Chickenpox is caused by the varicella-zoster virus (VZV). Children can be protected from VZV by getting the chickenpox (varicella) vaccine. This is usually given between the ages of 12 to 15 months, with a booster shot at 4 to 6 years old. Although some children who are immunized will still get chickenpox, the symptoms are usually much milder than in unvaccinated kids.
"Chickenpox causes a red, itchy skin rash that usually appears first on the abdomen or back and face, and then spreads to almost everywhere else on the body. This includes the scalp, mouth, nose, ears and genitals," says Giselle Namazie, M.D., internist in UCLA's Westlake Village office. The signature rash becomes thin-walled blisters filled with clear fluid, and appears in crops over two to four days. Once the blister wall breaks, infected areas become open sores, which crust over to become dry, brown scabs and eventually heal.

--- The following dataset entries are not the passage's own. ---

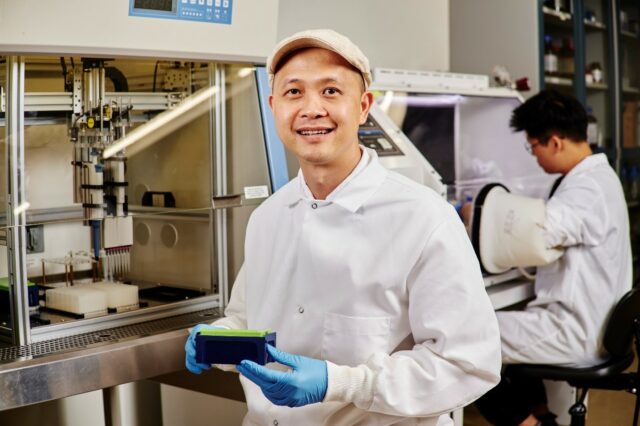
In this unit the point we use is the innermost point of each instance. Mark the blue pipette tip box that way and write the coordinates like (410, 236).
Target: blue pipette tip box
(222, 346)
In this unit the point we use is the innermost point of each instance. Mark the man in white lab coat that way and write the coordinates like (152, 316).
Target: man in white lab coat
(366, 276)
(586, 215)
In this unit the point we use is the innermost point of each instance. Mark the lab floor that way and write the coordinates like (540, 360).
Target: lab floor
(606, 408)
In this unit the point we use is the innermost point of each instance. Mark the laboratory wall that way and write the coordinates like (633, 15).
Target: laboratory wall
(405, 34)
(481, 38)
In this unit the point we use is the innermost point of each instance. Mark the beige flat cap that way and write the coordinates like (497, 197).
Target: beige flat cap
(325, 39)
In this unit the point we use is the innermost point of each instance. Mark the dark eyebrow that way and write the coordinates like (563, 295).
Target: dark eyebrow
(326, 80)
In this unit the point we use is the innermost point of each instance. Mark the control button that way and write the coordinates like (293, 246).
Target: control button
(385, 144)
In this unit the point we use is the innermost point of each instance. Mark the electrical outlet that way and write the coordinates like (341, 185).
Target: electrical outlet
(35, 239)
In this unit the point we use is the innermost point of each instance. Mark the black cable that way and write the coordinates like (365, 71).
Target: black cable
(64, 74)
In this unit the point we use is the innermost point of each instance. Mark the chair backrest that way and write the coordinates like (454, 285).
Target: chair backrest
(619, 333)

Some kids may develop a fever, abdominal pain, sore throat or a headache a day or two before the rash appears. These symptoms may last for a few days and the fever usually ranges between 100°-102° F, though in rare cases, may be higher. Parents should consult with their child's pediatrician if they are concerned.
Dealing with discomfort
Tips to prevent spreading chickenpox
Chickenpox is very contagious from about two days before the rash appears until all the blisters are crusted over.
"A child with chickenpox should be kept out of school until all blisters have dried, usually about one week" advises Dr. Namazie. To help keep the virus from spreading, make sure your child washes his/her hands frequently and is kept away from others as much as possible.